Distribute CR boxes where people are. Put a line of CR boxes between audiences and singers. It takes quite awhile to get a whole room ventilated, but with CR boxes they can take aerosols out of air right away especially if near where infected people are.

CR boxes cost a lot less than HEPA filters and are more quiet. It's still a good idea to leave windows and front doors open for added layers of protection. The cumulative effect of those layers will do a lot of work.
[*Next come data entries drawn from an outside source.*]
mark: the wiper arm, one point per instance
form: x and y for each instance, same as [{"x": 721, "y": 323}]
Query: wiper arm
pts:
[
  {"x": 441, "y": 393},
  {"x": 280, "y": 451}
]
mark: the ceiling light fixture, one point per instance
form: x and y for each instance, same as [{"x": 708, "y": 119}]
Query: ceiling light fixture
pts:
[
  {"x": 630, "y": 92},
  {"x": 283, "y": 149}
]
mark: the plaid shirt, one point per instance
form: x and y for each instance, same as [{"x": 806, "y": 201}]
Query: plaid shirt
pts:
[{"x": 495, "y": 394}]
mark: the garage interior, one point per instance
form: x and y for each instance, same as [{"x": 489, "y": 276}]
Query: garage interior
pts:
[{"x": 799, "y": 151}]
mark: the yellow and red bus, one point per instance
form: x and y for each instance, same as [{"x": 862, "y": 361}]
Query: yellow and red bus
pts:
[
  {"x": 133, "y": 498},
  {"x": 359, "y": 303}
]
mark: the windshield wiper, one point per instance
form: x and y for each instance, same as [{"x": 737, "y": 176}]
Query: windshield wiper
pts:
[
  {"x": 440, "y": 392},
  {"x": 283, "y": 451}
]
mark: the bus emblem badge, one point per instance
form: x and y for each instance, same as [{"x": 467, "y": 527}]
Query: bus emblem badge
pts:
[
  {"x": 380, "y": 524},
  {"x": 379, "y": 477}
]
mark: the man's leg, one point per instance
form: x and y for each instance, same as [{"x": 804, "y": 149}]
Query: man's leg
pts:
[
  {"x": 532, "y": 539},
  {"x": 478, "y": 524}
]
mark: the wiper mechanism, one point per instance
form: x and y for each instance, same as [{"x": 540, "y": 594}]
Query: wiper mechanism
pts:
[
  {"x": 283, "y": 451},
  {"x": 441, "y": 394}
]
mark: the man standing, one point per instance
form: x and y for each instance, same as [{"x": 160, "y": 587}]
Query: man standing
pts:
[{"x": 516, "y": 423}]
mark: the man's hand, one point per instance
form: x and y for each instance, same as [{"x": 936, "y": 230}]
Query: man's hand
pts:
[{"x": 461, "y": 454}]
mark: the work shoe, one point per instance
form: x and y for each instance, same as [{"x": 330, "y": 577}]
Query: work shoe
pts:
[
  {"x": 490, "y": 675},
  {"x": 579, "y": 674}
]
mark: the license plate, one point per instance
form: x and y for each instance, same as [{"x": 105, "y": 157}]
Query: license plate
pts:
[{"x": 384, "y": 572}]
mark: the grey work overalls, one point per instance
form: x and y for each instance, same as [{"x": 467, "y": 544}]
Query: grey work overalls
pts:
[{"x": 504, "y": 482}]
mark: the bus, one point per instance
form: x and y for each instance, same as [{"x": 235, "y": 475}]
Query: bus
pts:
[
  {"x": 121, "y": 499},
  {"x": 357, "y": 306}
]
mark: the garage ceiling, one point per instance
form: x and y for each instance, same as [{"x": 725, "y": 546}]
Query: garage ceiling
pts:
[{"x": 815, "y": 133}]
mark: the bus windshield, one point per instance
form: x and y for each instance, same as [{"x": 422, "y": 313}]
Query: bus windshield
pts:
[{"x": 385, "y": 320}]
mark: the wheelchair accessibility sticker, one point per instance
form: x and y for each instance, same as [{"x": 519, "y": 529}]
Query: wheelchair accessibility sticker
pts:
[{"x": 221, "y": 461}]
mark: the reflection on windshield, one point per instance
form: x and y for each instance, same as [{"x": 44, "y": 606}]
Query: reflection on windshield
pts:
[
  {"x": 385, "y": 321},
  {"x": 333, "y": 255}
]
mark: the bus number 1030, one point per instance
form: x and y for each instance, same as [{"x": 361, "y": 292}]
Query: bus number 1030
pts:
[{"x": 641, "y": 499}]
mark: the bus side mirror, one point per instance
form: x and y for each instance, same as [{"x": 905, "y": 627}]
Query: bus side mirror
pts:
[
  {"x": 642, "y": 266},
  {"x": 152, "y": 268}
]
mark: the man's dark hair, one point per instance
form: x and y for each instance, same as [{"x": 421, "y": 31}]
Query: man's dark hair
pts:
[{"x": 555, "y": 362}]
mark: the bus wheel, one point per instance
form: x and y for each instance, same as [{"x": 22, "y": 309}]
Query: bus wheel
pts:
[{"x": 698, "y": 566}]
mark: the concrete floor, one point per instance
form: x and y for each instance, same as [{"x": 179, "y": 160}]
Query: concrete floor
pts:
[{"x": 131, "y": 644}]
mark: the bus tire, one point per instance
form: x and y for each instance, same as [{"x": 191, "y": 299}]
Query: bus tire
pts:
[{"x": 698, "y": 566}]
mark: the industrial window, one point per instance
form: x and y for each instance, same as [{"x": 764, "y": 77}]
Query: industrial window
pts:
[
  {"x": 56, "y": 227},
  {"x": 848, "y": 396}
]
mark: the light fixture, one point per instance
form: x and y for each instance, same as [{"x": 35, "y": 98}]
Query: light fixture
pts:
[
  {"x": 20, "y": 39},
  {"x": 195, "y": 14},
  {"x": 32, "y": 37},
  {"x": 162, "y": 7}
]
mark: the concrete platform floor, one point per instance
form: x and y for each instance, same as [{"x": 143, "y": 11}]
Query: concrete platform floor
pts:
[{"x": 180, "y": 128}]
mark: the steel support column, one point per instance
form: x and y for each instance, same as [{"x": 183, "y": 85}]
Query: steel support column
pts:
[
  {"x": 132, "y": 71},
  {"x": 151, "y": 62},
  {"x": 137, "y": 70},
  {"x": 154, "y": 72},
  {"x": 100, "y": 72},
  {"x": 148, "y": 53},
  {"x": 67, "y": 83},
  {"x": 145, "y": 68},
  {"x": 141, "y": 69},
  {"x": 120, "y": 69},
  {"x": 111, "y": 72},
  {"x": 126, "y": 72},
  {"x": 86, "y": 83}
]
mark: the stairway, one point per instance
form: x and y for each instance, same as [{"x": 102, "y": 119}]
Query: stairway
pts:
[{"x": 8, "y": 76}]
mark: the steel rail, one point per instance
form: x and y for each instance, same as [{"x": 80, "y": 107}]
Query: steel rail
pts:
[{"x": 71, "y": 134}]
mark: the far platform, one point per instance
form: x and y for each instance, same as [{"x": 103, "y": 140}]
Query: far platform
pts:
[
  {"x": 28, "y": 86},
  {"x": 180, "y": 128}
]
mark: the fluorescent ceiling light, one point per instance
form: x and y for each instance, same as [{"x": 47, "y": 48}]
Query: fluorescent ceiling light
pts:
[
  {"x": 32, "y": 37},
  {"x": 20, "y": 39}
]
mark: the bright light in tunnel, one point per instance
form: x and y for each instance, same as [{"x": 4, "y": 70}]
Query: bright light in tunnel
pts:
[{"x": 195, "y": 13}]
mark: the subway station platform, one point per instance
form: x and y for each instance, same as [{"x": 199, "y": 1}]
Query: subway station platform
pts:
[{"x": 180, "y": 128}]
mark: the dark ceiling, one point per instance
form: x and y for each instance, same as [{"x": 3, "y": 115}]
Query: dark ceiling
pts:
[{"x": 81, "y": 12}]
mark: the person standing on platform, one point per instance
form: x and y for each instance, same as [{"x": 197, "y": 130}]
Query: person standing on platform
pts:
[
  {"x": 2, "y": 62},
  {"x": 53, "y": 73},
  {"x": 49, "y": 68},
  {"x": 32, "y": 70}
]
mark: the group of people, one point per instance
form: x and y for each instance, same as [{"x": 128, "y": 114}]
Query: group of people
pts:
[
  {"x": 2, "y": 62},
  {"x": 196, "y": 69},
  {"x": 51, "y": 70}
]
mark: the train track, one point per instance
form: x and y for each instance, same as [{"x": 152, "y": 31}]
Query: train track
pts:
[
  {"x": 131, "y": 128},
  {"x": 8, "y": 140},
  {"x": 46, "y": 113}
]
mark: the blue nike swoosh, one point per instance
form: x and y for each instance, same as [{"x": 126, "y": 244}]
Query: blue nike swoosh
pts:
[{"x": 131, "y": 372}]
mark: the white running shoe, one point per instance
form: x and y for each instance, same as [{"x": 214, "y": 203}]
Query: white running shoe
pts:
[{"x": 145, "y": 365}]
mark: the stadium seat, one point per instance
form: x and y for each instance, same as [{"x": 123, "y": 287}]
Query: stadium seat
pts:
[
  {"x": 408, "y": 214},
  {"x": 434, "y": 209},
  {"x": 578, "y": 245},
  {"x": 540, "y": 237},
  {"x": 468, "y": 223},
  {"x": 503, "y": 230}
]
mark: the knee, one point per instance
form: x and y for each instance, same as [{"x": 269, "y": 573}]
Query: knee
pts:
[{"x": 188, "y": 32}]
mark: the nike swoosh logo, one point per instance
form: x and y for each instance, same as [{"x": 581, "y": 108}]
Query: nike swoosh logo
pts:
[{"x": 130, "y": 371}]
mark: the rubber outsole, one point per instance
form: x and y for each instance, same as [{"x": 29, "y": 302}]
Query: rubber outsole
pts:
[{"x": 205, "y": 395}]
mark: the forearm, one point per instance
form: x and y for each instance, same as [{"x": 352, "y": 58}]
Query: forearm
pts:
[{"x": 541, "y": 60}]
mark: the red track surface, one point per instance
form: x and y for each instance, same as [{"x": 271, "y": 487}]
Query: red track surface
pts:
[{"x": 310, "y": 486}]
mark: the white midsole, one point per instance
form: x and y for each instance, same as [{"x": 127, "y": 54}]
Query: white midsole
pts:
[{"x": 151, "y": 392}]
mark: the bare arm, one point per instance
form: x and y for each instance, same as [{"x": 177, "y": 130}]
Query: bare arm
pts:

MERV ≥13 filters best. However, some older HVAC systems can’t take these filters — putting them into an HVAC system that can’t take them will cause leaks. Those older HVAC systems would probably do best with MERV 11.

JJ: It's best to balance good filter with pushing a lot of air through HVAC system.

KP on ceiling fans:

There was a case where air conditioners pushed air into one end of a restaurant and people meters away from infectious person got infected. That makes filtration (eg. CR boxes) all the more important.

KP on public washrooms:

No known study proving transfer in bathrooms. However public bathrooms are poorly ventilated. Airborne pathogens like COVID-19 can hover in the air for hours. Some people think they can “take a break” from masking in a washroom, but they're like elevators — not fomite spread with elevator buttons, but aerosol spread within that enclosed space.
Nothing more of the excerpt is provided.